Marc Hellrich, Pavel Slivnitsin, Philipp Nostiz, Thomas P., Tim S. - Data Science Kooperationsprojekt

Allnexa Tank Container Management System

Allnex, a chemistry company located in Bitterfeld, uses tank containers to store and distribute their produce. The Allnex logistics department surveils approximately 200 containers. Retrieving information from a self-built Tank Container Management System is very routine and time consuming. These information includes properties like fill level, temperature, geolocation and weight. To simplify this, Allnexa comes into play. Allnexa is an application-specific chatbot to improve TC-Management. The major  equirements were:

  1. capable of understanding German, English & Russian
  2. working with provided data stored in relational database
  3. providing voice & text input

The project sponsor provided a snippet of the database used in Allnex’ Tank Container Management System as well as 18 common questions with its corresponding SQL queries. But with as few as 18 questions given, a machine learning model was not an option. So a rule-based approach was chosen.

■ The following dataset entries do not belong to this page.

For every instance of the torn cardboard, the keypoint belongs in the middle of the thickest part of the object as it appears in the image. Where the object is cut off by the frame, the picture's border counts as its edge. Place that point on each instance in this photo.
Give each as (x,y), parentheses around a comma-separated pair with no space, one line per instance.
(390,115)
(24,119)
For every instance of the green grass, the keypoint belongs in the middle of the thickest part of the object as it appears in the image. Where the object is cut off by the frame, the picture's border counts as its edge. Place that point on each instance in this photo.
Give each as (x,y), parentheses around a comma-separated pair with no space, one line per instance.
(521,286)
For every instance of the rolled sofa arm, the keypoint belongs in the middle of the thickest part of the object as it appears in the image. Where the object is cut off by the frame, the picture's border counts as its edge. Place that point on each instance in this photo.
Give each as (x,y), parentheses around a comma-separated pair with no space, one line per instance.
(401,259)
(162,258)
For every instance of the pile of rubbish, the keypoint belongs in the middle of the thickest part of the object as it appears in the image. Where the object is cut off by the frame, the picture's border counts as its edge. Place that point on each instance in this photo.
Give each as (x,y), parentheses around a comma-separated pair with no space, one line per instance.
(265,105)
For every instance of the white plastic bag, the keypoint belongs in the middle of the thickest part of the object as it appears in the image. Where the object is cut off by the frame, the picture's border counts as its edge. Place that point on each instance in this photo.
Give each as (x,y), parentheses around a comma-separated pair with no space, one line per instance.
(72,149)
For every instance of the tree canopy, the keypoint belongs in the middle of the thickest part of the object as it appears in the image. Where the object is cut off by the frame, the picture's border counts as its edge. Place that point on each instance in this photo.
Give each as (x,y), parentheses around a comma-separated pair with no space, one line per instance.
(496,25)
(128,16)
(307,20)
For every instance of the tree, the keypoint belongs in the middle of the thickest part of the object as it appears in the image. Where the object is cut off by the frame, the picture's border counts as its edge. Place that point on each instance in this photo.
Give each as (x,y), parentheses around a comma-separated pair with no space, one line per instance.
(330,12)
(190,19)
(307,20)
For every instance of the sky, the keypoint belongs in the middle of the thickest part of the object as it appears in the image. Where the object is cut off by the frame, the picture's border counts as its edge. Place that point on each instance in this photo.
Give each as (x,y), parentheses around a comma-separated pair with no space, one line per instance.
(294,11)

The final Chatbots frontend had two input channels: text & voice and one written output channel. The input question is then passed to the backend. The backend supports English, German & Russian by design. It consists of 4 Qanary components:

  1. language detection
  2. question type detection
  3. triple detection
  4. answer generation

This framework executes a list of components in order, where typically the last component creates the answer text to the question and it uses the work of previous components to achieve this. The language detection is a pre-existing one. These components use the tokenizer, question analyzer, semantic triple collection, SQL query generator and natural language generator (answer generation templates) built by the project team. To find out about important information in the question the team created Question Analyzers for the three languages. The tokenizer searches for specific words in the question. The Question Analyzer can detect question type, entities, numbers and other information that we want to get from the question text. To store the detected information in a format we can work with, we created Semantic Triples that represent facts that the question analyzers have detected. For questions the bot is expected to answer templates were created and used by the 4. components.

To ensure the performance of Allnexa, 2 quality measurement mechanisms were used. Beside the Qanary built-in tool, Pytest was used to keep track of Allnexa’s results before deploying code changes into production. Overall, Allnexa is capable of answering 95% of our 626 manually generated test questions correctly.